BioMarin Pharmaceutical Inc. (NASDAQ:BMRN) has released additional data from its open-label Phase 1/2 study of a gene therapy called valoctocogene roxaparvovec aimed at treating severe hemophilia A.
The company had previously released a 4-year update of the results from the Phase 1/2 study of the investigative gene therapy. Professor John Pasi presented the recent data through an oral presentation on behalf of BioMarin during a virtual summit held by the World Federation of Hemophilia (WFH). The professor was the Chief investigator for the valoctocogene roxaparvovec Phase 1/2 study.
“With four years of data, this study represents the longest duration of clinical experience for any gene therapy in hemophilia A,” stated Professor Pasi.
Professor Pasi also pointed out that valoctocogene roxaparvovec has the potential to bring a paradigm shift in hemophilia A patients. This is because gene therapy presents an entirely new approach through which the unmet needs of patients with severe hemophilia A can be addressed.
BioMarin is eager to help improve the lives of severe hemophilia A patients
Hank Fuchs, BioMarin’s President of Global Research and Development, also stated that the company is committed to addressing bleeding disorders. It is also committed to helping the community of people suffering from those disorders, and especially severe hemophilia A through gene therapy. He also added that the company was pleased to share the data from the Phase 1/2 study of valoctocogene roxaparvovec with the WFH.

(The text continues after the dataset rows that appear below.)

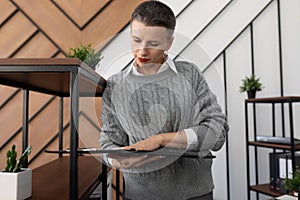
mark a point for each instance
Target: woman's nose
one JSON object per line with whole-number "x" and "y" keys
{"x": 143, "y": 51}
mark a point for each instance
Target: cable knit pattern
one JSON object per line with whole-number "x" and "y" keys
{"x": 136, "y": 107}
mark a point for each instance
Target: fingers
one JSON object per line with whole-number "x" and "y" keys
{"x": 135, "y": 161}
{"x": 148, "y": 159}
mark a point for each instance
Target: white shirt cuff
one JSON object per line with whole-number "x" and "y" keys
{"x": 191, "y": 138}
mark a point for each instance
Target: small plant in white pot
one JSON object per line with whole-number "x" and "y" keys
{"x": 16, "y": 181}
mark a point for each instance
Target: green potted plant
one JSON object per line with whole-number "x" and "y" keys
{"x": 16, "y": 181}
{"x": 86, "y": 54}
{"x": 251, "y": 85}
{"x": 293, "y": 184}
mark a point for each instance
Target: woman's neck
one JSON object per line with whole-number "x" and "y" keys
{"x": 149, "y": 69}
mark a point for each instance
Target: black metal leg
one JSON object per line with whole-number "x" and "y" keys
{"x": 25, "y": 124}
{"x": 247, "y": 151}
{"x": 292, "y": 135}
{"x": 255, "y": 148}
{"x": 104, "y": 181}
{"x": 61, "y": 125}
{"x": 74, "y": 107}
{"x": 117, "y": 184}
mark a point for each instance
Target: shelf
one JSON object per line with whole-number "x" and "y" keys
{"x": 272, "y": 145}
{"x": 284, "y": 99}
{"x": 51, "y": 181}
{"x": 264, "y": 189}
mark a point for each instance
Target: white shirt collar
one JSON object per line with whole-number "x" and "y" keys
{"x": 168, "y": 63}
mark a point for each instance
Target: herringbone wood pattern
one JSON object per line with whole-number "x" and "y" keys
{"x": 44, "y": 29}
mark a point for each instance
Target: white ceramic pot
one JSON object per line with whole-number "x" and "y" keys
{"x": 16, "y": 186}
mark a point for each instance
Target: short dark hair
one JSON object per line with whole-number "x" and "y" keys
{"x": 154, "y": 13}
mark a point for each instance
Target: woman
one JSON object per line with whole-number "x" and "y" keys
{"x": 158, "y": 103}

Fuchs also added that the study demonstrated a 96% decline in the sage of exogenous Factor VIII. This is because the treatment helps patients to generate endogenous factor VIII within their bodies, and this is a huge benefit to patients suffering from severe hemophilia A.
The company executive also revealed that BioMarin is working closely with regulators in different markets to secure approval that will enable the sale of the treatment in markets across the world. BioMarin expects the favorable results from the Phase 1/2 study of valoctocogene roxaparvovec will help sway regulatory decisions in its favor. The company is confident that they are on the right track with gene therapy.